DIT que l’expert accomplira sa mission conformément aux dispositions des articles 263 et suivants du code de procédure civile, qu’en particulier il pourra se faire autoriser à s’adjoindre tout spécialiste de son choix, dans une spécialité autre que la sienne, à charge pour lui d’en informer le magistrat chargé du contrôle des expertises et de joindre l’avis du sapiteur à son rapport.
DIT que Mme B X, bénéficiaire de l’aide juridictionnelle totale, sera dispensée de consignation et que l’expert sera rémunéré au titre des frais de justice.
DIT que l’expert déposera un rapport détaillé de ses opérations, comprenant son avis et accompagné de sa demande de rémunération, au greffe du tribunal judiciare du Mans dans un délai de QUATRE mois à compter de la communication de la présente décision par le greffe du tribunal judiciaire du Mans, sauf prorogation demandée au juge, et qu’il en adressera copie complète à chacune des parties (y compris la demande de rémunération) en application des articles 173 et 282 du code de procédure civile.
DESIGNE, en application de l’article 964-2 du code de procédure civile, le juge chargé du contrôle des mesures d’instruction du tribunal judiciaire du Mans pour suivre l’exécution de la présente mesure d’expertise.
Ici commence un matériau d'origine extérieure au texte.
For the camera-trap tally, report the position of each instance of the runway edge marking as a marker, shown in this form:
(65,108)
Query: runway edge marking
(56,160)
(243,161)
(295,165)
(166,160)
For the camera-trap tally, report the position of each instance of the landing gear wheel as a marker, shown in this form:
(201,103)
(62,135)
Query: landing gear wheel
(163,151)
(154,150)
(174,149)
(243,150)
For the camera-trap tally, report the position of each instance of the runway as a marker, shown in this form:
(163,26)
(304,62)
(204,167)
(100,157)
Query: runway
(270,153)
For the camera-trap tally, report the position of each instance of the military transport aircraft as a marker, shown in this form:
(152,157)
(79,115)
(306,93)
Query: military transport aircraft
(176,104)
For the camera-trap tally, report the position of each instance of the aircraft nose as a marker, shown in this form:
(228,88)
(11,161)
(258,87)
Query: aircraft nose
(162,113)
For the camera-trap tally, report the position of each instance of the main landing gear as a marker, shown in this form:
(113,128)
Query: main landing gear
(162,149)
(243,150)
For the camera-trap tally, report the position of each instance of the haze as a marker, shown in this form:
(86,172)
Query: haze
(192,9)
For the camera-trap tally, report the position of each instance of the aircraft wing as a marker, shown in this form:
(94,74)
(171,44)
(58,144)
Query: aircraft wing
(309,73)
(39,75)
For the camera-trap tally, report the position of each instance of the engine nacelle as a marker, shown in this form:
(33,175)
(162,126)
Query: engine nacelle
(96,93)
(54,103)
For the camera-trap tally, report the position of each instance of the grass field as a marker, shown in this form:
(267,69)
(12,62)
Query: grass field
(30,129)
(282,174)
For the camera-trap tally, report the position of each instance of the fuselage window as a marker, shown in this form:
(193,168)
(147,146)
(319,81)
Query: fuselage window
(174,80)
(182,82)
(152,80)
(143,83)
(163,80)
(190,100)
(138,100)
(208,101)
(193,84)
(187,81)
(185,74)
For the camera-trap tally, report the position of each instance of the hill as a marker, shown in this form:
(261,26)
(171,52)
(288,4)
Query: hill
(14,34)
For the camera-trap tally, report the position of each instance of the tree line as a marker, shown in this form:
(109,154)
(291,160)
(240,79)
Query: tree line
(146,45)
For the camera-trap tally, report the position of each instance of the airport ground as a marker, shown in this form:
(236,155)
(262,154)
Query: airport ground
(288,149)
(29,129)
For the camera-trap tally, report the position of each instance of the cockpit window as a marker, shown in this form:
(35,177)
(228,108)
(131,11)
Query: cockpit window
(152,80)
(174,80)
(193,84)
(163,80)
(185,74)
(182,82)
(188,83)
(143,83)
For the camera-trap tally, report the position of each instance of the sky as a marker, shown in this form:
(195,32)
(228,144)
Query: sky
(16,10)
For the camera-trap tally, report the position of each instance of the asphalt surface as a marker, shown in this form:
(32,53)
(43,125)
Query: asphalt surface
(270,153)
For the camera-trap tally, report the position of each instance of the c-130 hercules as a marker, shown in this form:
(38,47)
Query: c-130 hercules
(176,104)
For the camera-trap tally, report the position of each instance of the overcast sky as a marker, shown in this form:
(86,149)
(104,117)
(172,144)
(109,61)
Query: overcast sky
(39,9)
DIT qu’en cas de refus ou d’empêchement de l’expert désigné, il sera procédé à son remplacement par ordonnance sur simple requête.
CONDAMNE la SA AVIVA à payer à Mme B X la somme de 1.000 euros à titre de provision à valoir sur la réparation de son préjudice corporel.
CONDAMNE la SA AVIVA ASSURANCES à payer à Mme X la somme de 1.500 euros au titre de l’article 700 du code de procédure civile récupérable conformément aux dispositions de l’article 37 de la loi du 10 juillet 1991.
CONDAMNE la SA AVIVA aux dépens de 1re instance et d’appel.